In the morning, it's there when I awake, there like a preschooler's legs and arms spread out under the cover of thick blankets somehow finding the skin of his mother anywhere she moves about in a king-sized bed.
There's an invitation. An invitation chasing me around in my dreams turned wake to take my ordinary and from it allow the extraordinary to be born.
But like most births, nothing is born without labor pain, without surrender, without an aching to bring forth fullness and life.
I play "what if" in my mind. I pray "let me lose my life to find life" in my heart. I spill cries of my heart for courage to walk in faith rather than fear.
He finds me in the morning, pursues me relentlessly, much the way my four year old persistently runs around the house until he finds me with not only his eyes but his hands, too.
There's an invitation to take His hand, walk with Him into the unknown, to go deeper than my feet could ever wander, where my faith will be made stronger in the presence of our Savior.
And I am scared.
I fight fear with faith, and I take heart because greater is He who is in me than he who is in the world.
I take heart because He told me this year to abide and to walk in the courage of faith.
I take heart because there is grace, and many days that grace comes in His pursing of my heart through the blessings He's sent to pursue my attention all day long.
They come bounding into the room where I'm lost in a mess of dinner and prayer, and the little one says, "Mom, play the song!"
I know exactly what the small one is talking about, and I oblige him.
"Mom, sing it."
"Mom, louder! Sing it!"
I sing louder: "I know who goes before me."
The small one, he persists: "Louder!"
"I know who stands behind."
"Mom, I can't hear you. Sing it louder!"
"The God of angel armies is always by my side."
"Keep singing, mom!"
"The one who reigns forever, He is a friend of mine. The God of angel armies is always by my side."

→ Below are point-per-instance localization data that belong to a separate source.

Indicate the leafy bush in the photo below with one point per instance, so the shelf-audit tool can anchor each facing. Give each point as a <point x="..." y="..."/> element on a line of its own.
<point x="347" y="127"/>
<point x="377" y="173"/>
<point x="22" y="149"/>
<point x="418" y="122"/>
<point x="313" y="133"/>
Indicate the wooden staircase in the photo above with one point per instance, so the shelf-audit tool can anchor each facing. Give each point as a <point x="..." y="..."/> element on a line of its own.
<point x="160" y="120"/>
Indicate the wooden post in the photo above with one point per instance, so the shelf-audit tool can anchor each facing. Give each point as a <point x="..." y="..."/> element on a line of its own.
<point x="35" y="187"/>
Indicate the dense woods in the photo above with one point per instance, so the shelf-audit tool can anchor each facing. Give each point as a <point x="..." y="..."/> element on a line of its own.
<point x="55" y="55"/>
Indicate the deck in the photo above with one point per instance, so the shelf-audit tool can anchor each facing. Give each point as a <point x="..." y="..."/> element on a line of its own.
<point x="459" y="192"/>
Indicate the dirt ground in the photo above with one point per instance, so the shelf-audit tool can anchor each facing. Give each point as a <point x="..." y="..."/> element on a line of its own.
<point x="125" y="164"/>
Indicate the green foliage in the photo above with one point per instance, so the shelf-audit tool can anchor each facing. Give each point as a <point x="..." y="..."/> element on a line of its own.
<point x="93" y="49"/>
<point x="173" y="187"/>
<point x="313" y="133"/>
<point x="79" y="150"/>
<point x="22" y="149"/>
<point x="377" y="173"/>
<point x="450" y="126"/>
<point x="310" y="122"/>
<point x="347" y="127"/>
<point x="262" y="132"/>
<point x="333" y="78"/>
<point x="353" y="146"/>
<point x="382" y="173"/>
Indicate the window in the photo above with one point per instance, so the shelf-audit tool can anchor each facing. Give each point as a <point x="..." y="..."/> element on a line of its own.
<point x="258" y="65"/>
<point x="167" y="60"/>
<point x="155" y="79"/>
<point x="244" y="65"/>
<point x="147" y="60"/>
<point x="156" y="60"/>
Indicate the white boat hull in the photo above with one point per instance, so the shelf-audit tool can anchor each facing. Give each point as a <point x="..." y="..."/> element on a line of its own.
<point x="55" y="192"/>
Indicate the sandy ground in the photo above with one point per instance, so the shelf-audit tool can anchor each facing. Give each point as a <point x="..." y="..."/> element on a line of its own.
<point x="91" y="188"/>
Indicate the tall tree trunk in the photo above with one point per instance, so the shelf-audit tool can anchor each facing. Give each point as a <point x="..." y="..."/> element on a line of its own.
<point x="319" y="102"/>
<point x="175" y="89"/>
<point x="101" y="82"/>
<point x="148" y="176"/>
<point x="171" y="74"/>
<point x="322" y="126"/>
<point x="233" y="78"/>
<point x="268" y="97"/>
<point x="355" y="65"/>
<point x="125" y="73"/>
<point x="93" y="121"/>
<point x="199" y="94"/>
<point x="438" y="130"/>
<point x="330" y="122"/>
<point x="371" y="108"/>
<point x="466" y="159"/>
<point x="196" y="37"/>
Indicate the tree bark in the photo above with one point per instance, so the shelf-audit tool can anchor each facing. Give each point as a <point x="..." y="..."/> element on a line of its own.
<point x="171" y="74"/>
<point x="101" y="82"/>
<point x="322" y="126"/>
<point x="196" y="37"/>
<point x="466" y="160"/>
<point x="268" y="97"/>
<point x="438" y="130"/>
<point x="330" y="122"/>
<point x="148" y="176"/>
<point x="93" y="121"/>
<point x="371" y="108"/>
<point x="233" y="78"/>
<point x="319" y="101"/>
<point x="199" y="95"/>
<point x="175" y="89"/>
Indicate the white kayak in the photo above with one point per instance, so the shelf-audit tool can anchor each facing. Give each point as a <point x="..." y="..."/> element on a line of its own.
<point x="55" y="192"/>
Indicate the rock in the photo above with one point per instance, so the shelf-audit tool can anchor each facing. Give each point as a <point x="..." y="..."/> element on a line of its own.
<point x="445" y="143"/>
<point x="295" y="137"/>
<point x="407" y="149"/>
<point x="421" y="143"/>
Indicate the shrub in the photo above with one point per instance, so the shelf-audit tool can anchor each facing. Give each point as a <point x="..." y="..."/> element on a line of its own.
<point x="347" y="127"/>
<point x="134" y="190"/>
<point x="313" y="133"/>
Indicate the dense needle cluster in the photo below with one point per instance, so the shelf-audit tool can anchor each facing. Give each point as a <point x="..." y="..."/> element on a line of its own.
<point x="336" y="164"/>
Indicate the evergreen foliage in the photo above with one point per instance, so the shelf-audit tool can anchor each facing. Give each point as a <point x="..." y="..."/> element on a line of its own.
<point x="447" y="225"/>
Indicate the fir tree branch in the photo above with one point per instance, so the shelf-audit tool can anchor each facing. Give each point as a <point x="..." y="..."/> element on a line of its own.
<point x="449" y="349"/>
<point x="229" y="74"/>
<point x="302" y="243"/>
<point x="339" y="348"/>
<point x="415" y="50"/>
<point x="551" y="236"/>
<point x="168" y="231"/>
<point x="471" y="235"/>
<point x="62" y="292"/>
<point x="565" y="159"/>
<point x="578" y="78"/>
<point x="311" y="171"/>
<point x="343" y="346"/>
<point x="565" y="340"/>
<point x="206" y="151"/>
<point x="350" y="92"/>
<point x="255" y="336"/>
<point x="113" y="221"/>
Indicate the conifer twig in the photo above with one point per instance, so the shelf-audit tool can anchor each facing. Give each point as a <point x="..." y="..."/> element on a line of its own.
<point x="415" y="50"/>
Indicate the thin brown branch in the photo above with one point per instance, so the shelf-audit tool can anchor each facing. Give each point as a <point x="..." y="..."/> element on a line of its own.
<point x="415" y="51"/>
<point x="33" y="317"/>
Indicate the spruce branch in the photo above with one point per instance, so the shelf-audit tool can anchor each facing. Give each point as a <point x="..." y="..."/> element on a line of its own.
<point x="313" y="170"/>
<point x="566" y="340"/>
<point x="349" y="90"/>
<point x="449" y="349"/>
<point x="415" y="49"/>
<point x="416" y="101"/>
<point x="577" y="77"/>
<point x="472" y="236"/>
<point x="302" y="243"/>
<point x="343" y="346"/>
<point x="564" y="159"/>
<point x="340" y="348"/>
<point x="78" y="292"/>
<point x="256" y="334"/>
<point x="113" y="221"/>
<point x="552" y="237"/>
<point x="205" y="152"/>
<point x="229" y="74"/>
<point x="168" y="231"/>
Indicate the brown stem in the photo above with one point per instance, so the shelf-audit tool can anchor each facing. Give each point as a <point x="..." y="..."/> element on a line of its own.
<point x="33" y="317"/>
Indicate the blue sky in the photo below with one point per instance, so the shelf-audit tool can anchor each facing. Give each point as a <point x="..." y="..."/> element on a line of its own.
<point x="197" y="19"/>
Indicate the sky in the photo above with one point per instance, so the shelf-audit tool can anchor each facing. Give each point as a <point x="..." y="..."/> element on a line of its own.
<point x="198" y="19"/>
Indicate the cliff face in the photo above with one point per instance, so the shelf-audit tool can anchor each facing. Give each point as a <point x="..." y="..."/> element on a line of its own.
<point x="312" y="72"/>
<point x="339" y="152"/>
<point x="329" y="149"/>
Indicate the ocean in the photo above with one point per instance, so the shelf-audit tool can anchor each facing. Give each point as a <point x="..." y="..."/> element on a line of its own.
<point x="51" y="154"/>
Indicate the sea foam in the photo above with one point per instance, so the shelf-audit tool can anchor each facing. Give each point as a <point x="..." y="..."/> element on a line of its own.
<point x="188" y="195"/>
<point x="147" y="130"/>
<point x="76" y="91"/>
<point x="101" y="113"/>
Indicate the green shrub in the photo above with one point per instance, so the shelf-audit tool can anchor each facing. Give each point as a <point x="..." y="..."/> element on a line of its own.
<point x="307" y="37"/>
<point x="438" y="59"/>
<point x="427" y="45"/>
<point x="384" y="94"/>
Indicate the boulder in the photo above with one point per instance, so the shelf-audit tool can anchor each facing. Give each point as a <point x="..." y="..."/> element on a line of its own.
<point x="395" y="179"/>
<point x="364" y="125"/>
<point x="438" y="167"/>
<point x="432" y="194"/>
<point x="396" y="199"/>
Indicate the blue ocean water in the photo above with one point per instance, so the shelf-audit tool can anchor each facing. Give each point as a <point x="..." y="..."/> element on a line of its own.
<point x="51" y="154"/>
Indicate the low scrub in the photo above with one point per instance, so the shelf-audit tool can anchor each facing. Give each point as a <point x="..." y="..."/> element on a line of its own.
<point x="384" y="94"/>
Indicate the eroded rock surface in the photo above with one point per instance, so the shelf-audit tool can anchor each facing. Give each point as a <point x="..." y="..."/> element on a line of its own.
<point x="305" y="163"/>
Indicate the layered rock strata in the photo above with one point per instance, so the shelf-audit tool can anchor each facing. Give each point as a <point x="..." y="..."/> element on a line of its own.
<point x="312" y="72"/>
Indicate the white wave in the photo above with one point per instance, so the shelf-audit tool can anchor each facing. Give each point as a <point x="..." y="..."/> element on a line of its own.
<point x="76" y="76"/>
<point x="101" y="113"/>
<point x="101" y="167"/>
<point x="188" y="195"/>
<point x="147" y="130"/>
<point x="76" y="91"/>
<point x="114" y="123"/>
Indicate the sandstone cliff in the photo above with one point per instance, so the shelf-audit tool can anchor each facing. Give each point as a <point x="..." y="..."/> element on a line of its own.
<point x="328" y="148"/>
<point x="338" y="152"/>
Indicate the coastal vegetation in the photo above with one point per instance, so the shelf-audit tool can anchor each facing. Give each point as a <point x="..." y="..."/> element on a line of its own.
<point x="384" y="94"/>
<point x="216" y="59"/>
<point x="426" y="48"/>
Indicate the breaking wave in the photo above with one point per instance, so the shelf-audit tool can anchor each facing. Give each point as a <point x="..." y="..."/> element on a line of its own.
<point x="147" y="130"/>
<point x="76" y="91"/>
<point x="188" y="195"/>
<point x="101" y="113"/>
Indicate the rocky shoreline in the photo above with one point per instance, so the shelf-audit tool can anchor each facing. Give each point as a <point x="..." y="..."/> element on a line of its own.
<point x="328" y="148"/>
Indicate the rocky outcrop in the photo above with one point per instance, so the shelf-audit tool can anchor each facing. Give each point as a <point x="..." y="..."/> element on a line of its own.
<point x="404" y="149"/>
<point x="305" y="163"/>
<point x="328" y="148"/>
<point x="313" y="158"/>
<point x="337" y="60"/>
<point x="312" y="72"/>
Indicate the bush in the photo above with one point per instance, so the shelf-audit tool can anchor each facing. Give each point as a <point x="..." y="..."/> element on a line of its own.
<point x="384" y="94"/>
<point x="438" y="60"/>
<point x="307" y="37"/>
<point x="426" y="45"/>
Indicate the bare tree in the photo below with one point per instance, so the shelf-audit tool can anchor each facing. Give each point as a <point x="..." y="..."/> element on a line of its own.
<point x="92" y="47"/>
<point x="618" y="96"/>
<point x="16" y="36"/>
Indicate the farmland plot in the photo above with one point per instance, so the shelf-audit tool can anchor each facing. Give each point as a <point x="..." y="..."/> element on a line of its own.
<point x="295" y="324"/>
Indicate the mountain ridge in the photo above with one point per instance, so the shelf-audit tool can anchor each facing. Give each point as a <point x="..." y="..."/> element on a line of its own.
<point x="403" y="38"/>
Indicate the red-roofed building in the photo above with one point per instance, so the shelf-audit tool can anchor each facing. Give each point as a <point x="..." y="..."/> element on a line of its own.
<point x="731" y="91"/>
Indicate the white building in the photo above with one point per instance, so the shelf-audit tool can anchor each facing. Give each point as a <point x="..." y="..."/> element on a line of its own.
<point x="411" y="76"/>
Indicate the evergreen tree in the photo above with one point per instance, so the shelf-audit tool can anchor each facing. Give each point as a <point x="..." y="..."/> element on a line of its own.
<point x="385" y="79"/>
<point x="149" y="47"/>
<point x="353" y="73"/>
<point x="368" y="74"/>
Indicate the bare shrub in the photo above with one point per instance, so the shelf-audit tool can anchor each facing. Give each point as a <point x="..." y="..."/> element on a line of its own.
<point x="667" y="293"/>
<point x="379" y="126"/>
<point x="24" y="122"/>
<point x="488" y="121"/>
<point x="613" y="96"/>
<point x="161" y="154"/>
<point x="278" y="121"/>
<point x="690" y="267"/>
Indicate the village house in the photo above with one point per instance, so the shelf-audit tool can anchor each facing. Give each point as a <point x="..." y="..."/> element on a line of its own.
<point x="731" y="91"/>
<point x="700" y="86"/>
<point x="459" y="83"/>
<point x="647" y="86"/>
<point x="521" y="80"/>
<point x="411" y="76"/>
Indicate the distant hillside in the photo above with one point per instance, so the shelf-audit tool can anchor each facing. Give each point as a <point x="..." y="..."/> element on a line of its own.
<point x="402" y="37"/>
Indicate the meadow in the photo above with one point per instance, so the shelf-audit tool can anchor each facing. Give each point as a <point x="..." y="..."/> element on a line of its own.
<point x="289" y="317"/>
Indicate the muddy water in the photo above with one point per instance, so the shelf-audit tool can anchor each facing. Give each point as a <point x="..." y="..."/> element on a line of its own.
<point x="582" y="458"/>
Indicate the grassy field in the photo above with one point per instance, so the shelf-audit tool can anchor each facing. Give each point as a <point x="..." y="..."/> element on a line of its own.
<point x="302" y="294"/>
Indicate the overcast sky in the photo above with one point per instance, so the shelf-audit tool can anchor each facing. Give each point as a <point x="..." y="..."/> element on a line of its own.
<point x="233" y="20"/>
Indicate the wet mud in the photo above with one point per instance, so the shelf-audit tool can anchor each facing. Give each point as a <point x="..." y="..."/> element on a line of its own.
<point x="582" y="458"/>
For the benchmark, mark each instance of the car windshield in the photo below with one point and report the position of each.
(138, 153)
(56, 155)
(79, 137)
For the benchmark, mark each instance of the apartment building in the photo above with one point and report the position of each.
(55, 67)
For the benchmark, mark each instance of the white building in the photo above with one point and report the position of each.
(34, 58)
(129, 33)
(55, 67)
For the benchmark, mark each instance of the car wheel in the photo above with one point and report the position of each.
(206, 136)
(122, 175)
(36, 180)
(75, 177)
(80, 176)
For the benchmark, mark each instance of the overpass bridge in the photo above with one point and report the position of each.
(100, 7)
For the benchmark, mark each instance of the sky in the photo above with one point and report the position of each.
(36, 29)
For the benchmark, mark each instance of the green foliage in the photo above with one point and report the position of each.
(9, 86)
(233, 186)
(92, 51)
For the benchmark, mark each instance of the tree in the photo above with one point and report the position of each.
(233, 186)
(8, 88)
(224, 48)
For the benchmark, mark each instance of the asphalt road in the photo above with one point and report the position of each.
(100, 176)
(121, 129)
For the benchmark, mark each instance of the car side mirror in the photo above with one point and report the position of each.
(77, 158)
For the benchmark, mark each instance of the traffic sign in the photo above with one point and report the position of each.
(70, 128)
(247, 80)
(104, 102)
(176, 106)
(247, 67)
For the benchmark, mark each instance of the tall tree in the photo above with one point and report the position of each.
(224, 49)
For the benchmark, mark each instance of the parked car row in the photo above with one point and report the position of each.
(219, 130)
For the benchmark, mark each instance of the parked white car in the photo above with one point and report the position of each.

"Yay! Mom, that's good! Keep signing!"
"Whom shall I fear?"
and He persists.
"Whom shall I fear?"
The song ends, but the answer lingers thick in the air, following me, pursing me, like little legs chasing me around my bed at the dawn of morning
like little legs chasing me throughout the day
like little voices insisting I sing.
In the evening, it's there when I lift my voice, when I turn my eyes onto the Extender of the invitation rather than the invitation itself, and I snuggle in knowing
that when we are pregnant with hope,
when we are extended with faith,
when we are full and round and filled with the understanding of the very nature, the very sovereingty of the Invitation Extender
the invitation doesn't seem quite as daunting
courage is born out of birthing pains.